Low-income households in Texas use about 10% of their income on energy costs, according to the Texas Energy Poverty Research Institute. Households that receive low incomes make up more than 40% of the state population, and the low-income population’s average “energy burden” — the percentage of income spent on energy — is three times the state average.

According to Tony Reames, an assistant professor and director of the Urban Energy Justice Lab at University of Michigan in Ann Arbor, 10% is considered a “severe” energy burden.

He also said studies show, in areas of the U.S. where data is available, that shutoffs disproportionately impact Black, Indigenous and Latinx people.

“I don't believe that shutoffs should necessarily be the result of nonpayment,” Reames said. “And I think we could do some additional data analysis and root cause analysis to understand why people can't afford their bills. It's not always just that they don't have the income, but there are other reasons — like energy efficiency.”

Hotter temperatures during the summer means an increased energy burden for all Texas households, but especially for homes that aren’t energy efficient due to lack of insulation and old technology.

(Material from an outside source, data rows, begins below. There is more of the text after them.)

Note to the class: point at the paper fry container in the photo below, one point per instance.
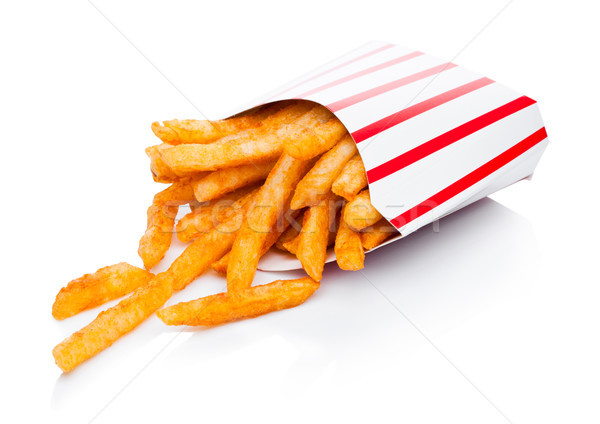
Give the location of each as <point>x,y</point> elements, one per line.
<point>434,137</point>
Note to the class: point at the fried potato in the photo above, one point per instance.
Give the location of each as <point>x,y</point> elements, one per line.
<point>288,235</point>
<point>316,184</point>
<point>113,323</point>
<point>160,171</point>
<point>247,303</point>
<point>376,234</point>
<point>161,219</point>
<point>314,133</point>
<point>204,219</point>
<point>269,206</point>
<point>93,290</point>
<point>351,180</point>
<point>207,248</point>
<point>221,265</point>
<point>178,193</point>
<point>223,181</point>
<point>314,237</point>
<point>204,131</point>
<point>360,213</point>
<point>349,252</point>
<point>254,146</point>
<point>157,239</point>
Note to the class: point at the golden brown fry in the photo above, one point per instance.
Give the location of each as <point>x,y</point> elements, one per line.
<point>314,237</point>
<point>160,171</point>
<point>254,146</point>
<point>221,265</point>
<point>269,206</point>
<point>178,193</point>
<point>349,252</point>
<point>223,181</point>
<point>200,131</point>
<point>161,219</point>
<point>316,184</point>
<point>111,324</point>
<point>312,134</point>
<point>376,234</point>
<point>156,240</point>
<point>204,131</point>
<point>360,213</point>
<point>206,249</point>
<point>248,303</point>
<point>204,219</point>
<point>288,235</point>
<point>92,290</point>
<point>351,180</point>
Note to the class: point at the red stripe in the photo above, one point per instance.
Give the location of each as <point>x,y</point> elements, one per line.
<point>470,179</point>
<point>357,98</point>
<point>356,59</point>
<point>444,140</point>
<point>361,73</point>
<point>412,111</point>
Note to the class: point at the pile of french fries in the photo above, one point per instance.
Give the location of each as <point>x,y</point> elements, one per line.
<point>285,175</point>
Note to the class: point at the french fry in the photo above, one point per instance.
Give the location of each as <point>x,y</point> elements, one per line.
<point>204,131</point>
<point>351,180</point>
<point>314,237</point>
<point>349,252</point>
<point>204,219</point>
<point>207,249</point>
<point>223,181</point>
<point>157,239</point>
<point>248,303</point>
<point>360,213</point>
<point>221,265</point>
<point>268,208</point>
<point>316,184</point>
<point>161,219</point>
<point>288,235</point>
<point>312,134</point>
<point>160,171</point>
<point>113,323</point>
<point>376,234</point>
<point>254,146</point>
<point>95,289</point>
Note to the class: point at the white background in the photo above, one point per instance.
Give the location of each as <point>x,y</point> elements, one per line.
<point>493,319</point>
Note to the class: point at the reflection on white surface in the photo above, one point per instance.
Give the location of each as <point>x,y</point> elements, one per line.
<point>346,335</point>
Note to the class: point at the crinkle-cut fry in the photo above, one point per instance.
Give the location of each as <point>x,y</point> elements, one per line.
<point>161,173</point>
<point>349,252</point>
<point>95,289</point>
<point>360,213</point>
<point>204,131</point>
<point>314,237</point>
<point>248,303</point>
<point>316,184</point>
<point>313,133</point>
<point>161,219</point>
<point>261,144</point>
<point>200,131</point>
<point>207,249</point>
<point>288,235</point>
<point>351,180</point>
<point>204,219</point>
<point>224,181</point>
<point>157,239</point>
<point>178,193</point>
<point>270,204</point>
<point>221,265</point>
<point>376,234</point>
<point>113,323</point>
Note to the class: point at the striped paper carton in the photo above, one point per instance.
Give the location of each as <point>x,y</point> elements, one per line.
<point>434,137</point>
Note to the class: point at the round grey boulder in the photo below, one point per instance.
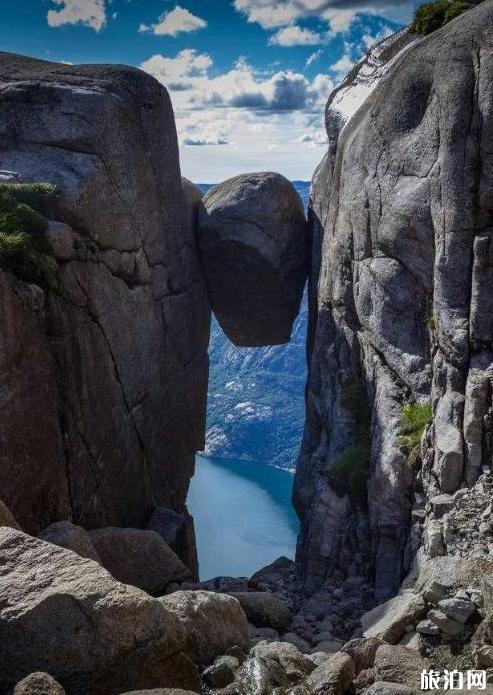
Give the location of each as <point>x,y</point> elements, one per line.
<point>254,248</point>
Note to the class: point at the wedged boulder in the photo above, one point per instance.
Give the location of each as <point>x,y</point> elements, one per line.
<point>389,620</point>
<point>7,518</point>
<point>72,537</point>
<point>137,557</point>
<point>333,677</point>
<point>38,684</point>
<point>213,623</point>
<point>254,246</point>
<point>397,664</point>
<point>264,609</point>
<point>66,616</point>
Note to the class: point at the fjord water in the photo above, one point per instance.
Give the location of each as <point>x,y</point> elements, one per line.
<point>239,497</point>
<point>243,516</point>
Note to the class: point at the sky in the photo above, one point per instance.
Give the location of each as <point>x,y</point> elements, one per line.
<point>248,79</point>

Much of Reames’ work looks at achieving energy justice through ideas beyond cash assistance, including “place-based” energy efficiency programs — “a safety net for energy that is strategic,” he explained. “So, you know, for 12 months, you get some assistance with your utility bills, as you're signed up for an Energy Efficiency Program that will then make your home more efficient, and hopefully reduce your energy costs. And can we do that at a community scale? Where you do Block A this year, Block B next year, Block C — and then you move through a city, and all your blocks are now more efficient and affordable.”

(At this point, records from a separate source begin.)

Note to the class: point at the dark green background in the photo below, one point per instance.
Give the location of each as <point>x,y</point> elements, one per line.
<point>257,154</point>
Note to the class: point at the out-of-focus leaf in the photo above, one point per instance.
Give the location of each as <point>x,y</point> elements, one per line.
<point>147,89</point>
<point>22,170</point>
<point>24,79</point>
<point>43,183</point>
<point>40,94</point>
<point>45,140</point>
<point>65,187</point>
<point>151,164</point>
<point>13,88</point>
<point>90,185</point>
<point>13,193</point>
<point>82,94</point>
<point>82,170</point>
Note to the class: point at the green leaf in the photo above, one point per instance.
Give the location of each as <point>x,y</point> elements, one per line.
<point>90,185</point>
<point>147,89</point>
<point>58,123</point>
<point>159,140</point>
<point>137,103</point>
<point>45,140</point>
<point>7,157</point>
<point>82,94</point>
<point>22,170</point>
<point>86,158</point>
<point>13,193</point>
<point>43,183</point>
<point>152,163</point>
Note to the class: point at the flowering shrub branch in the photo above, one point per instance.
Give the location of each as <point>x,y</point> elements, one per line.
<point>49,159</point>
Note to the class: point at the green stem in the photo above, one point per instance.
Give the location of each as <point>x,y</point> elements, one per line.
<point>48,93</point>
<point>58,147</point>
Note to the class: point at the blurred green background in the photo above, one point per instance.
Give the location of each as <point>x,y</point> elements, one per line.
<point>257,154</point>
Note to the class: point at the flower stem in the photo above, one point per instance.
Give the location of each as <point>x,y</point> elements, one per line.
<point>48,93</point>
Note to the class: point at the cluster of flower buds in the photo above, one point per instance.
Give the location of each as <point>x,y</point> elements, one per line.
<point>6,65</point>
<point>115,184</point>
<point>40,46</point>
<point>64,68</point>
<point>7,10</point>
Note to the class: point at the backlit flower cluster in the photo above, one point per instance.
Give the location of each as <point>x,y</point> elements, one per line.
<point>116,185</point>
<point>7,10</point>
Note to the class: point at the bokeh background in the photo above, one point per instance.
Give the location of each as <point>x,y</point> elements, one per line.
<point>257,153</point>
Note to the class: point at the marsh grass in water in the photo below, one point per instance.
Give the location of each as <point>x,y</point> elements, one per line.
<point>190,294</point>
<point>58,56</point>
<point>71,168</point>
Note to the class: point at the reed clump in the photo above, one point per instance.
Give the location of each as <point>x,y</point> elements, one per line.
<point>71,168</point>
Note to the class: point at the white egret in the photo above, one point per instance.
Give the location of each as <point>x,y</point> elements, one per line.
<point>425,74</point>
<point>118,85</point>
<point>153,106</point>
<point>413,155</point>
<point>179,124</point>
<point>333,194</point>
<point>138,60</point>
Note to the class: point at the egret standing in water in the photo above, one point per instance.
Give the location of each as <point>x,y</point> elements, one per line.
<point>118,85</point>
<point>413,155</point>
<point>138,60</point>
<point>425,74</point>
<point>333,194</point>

Reames said direct assistance in the absence of energy efficiency can be a helpful stop-gap measure. According to him, an energy assistance program in Michigan that reduced peoples’ debts led to more than 80% of participants staying current with their bills “because now they didn't have this big mountain of debt hanging over them, and so they could actually see a way to make their payments.”

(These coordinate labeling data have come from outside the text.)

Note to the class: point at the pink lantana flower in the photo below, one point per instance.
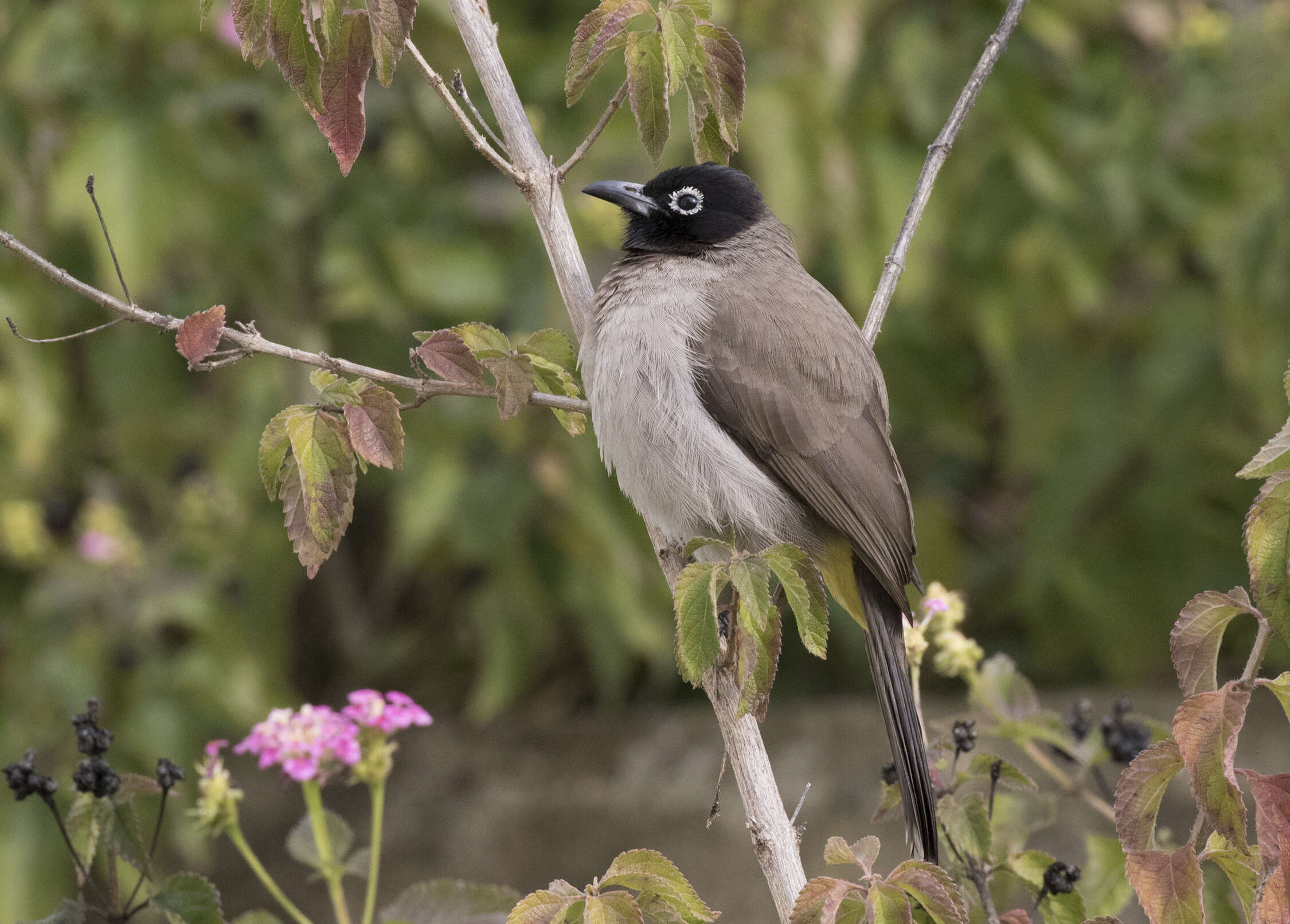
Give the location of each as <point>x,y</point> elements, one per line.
<point>393,712</point>
<point>308,743</point>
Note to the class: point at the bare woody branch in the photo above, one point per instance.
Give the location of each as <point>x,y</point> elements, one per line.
<point>894,265</point>
<point>247,341</point>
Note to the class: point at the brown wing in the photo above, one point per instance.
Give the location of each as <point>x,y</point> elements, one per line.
<point>790,376</point>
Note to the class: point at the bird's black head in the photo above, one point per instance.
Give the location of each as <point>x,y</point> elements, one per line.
<point>685,209</point>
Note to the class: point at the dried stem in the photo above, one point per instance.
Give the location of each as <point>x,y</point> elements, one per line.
<point>249,341</point>
<point>894,265</point>
<point>581,151</point>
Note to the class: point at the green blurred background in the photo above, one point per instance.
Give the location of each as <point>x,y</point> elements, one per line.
<point>1088,342</point>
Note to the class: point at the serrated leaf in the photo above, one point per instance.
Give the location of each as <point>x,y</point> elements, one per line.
<point>1206,727</point>
<point>1138,794</point>
<point>452,901</point>
<point>1271,811</point>
<point>302,847</point>
<point>1199,634</point>
<point>804,590</point>
<point>599,33</point>
<point>1267,550</point>
<point>697,642</point>
<point>933,888</point>
<point>514,378</point>
<point>889,905</point>
<point>343,120</point>
<point>189,897</point>
<point>751,577</point>
<point>821,899</point>
<point>68,913</point>
<point>376,428</point>
<point>982,768</point>
<point>647,91</point>
<point>1168,884</point>
<point>1280,688</point>
<point>1103,883</point>
<point>652,871</point>
<point>274,445</point>
<point>251,21</point>
<point>199,333</point>
<point>296,49</point>
<point>862,852</point>
<point>1240,868</point>
<point>1273,457</point>
<point>391,25</point>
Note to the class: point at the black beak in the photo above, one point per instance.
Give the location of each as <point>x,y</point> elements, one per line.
<point>625,195</point>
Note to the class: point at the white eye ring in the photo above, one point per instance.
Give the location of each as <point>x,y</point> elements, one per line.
<point>683,191</point>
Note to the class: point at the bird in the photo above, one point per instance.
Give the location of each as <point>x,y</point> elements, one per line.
<point>733,394</point>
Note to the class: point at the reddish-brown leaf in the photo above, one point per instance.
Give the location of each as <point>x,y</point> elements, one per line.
<point>1271,811</point>
<point>1168,884</point>
<point>1138,794</point>
<point>345,78</point>
<point>199,333</point>
<point>1206,727</point>
<point>448,357</point>
<point>376,428</point>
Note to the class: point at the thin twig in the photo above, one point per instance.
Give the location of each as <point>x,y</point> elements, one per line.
<point>894,265</point>
<point>65,337</point>
<point>460,88</point>
<point>478,140</point>
<point>581,151</point>
<point>120,278</point>
<point>249,341</point>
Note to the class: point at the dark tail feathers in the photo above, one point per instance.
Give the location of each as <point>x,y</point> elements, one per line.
<point>905,732</point>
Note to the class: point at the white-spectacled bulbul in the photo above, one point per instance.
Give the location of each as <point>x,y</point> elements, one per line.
<point>730,391</point>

“But now, another caveat is that a paid bill does not necessarily mean an affordable bill because we know that tons of people make tradeoffs between paying their energy costs and buying food, buying medicine,” he said. “And so I think that's why the percentage of income becomes a really, really interesting metric because it allows us to think about people's disposable income and how much money they have to do all these other things they have to do.”

An energy efficiency bill in the Texas legislature was dropped in favor of what many experts considered a bizarre proposal from Berkshire Hathaway Energy to build a state-controlled set of emergency electricity generators. Berkshire Hathaway Energy — which would receive more than a 9% rate of return from the plan — has been trying to garner grassroots support for the initiative through digital ads linking to a petition.

The state legislature also considered giving one-time cash assistance to Texans who were “affected” by the extreme winter storm in February. The POWER Act would have used the state’s massive rainy day fund to allocate $1,000 to $2,500 per affected household.

Peter Cramton is an economics professor at University of Cologne and former vice chair of the ERCOT board.

“(Direct cash assistance) is a good idea, and ultimately, it saves Texans money,” he said. “Because if you put people out on the street, it is actually more costly to Texans to manage the consequences of that.”

But the POWER Act stalled in the House State Affairs committee.

Cramton said disconnections should be a “last resort,” and should not be used against people who genuinely can’t afford to pay.

“Ultimately, it's important for people to pay their bills,” he said. “And it's also important to recognize that we are in a very unusual time with the pandemic, and that there are lots of folks that are not so well off — that have lost their job because of the pandemic or whatever reason — and then to just throw huge bills at them on top of that is not smart.”

On top of the stalled relief in the legislature, Gov. Greg Abbott announced on Monday an upcoming $300 cut to weekly benefits for unemployed Texans.